Sou Animador 3D (produzo animações tridimensionais utilizando programas específicos num computador) e no meu dia-a-dia com outros colegas de trabalho usamos essencialmente palavras em inglês para definirmos acções/tarefas e, muitas vezes, aportuguesamos algumas palavras sem pensar duas vezes, tornando-se muito mais fácil a comunicação entre nós. Por exemplo, é muito mais fácil perguntar "Já fizeste o render?" do que perguntar "Já ordenaste ao programa que fizesse os cálculos matemáticos necessários à visualização da imagem final?".

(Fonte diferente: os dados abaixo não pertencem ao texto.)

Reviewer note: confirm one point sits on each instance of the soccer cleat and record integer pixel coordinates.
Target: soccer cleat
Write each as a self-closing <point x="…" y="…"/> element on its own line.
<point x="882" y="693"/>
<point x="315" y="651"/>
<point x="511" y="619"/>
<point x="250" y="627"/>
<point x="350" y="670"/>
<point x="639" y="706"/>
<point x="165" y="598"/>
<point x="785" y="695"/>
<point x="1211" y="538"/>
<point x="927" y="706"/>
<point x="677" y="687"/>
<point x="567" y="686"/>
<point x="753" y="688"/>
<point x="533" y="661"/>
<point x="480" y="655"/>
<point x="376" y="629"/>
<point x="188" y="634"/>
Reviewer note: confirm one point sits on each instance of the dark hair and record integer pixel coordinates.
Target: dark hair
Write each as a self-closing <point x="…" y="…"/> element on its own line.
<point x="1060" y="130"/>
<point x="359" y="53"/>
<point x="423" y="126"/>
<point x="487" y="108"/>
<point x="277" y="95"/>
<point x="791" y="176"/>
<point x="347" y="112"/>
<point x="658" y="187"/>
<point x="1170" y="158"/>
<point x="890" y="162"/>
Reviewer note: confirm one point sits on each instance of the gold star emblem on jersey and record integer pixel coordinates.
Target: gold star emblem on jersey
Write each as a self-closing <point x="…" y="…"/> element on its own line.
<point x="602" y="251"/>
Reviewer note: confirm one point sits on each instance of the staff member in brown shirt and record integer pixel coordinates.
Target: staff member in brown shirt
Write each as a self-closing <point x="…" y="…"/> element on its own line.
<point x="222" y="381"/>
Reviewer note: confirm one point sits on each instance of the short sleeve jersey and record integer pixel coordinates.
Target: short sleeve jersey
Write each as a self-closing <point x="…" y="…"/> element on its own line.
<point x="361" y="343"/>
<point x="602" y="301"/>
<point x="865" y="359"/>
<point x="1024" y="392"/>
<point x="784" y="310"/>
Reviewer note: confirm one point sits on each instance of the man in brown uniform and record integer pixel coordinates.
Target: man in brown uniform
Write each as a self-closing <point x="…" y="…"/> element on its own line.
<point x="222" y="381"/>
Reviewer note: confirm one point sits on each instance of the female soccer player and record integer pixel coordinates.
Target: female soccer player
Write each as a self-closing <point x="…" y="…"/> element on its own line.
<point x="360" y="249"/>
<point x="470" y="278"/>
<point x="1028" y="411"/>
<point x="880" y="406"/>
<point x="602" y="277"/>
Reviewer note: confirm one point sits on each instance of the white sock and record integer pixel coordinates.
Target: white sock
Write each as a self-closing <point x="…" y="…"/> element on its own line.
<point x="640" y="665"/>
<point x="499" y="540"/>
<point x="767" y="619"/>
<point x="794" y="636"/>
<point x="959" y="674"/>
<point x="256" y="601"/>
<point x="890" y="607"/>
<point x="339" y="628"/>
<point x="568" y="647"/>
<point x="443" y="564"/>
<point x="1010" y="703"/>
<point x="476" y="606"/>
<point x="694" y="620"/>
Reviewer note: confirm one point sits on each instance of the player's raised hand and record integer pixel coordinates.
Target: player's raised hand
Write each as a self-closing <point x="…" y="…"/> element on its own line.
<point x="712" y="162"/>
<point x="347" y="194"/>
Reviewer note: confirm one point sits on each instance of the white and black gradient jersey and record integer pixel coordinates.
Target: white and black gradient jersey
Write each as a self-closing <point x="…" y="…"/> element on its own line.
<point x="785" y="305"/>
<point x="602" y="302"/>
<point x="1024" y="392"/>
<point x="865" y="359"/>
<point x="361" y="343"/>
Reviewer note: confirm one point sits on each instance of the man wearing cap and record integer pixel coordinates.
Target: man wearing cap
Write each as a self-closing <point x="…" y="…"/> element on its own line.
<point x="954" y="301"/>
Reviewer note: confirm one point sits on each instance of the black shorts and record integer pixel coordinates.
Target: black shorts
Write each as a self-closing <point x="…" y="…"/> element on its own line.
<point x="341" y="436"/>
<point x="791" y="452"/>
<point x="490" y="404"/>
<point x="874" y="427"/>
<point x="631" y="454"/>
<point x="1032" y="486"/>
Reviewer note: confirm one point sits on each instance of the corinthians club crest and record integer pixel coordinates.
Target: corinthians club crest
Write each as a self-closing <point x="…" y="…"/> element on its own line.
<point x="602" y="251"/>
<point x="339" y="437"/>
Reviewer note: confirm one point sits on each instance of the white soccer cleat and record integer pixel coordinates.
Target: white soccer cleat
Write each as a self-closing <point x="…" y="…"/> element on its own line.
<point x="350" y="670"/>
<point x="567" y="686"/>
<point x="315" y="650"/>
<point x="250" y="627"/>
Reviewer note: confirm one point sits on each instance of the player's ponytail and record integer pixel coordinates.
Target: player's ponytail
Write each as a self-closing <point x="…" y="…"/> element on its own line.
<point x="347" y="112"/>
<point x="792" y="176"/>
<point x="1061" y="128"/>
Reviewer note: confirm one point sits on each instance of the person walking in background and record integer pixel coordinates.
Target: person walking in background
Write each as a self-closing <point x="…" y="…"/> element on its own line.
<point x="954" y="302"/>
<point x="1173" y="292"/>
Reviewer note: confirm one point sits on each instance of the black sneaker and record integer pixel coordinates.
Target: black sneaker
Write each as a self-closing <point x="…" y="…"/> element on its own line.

Neste momento estou a acabar uma animação onde preciso de discriminar as tarefas pelos vários animadores de forma a colocá-los na ficha técnica. Como tem de ser feito em Português temos alguma dificuldade em adoptarmos a palavra correcta para 'Texturing', que é o acto de atribuir texturas a uma superfície, dando-lhe a aparência de um material específico. 'Modeling' foi facilmente traduzido para 'Modelação', mas 'Texturing' tem sido coloquialmente referido entre nós por 'Texturização'. Depois de procurar afincadamente num dicionário vimos que realmente existe a palavra 'Texturação', coisa que até hoje nunca ouvimos niguém dizer e que, sinceramente, nos soa pior que o pior palavrão que alguma vez escutámos! Além disso, no dicionário dá a ideia de que esta palavra vem de 'têxtil', coisa que pouco ou nada tem a ver com o nosso trabalho. Portanto a minha pergunta era se se poderia utilizar esta palavra neste contexto de animação tridimensional, ou seja, se a forma realmente correcta de dizer 'atribuir texturas a objectos 3D' se pode dizer 'texturar' (até se me arrepia a espinha ao dizer isto, mas...) e se se traduz correctamente 'Texturing' por 'texturação'.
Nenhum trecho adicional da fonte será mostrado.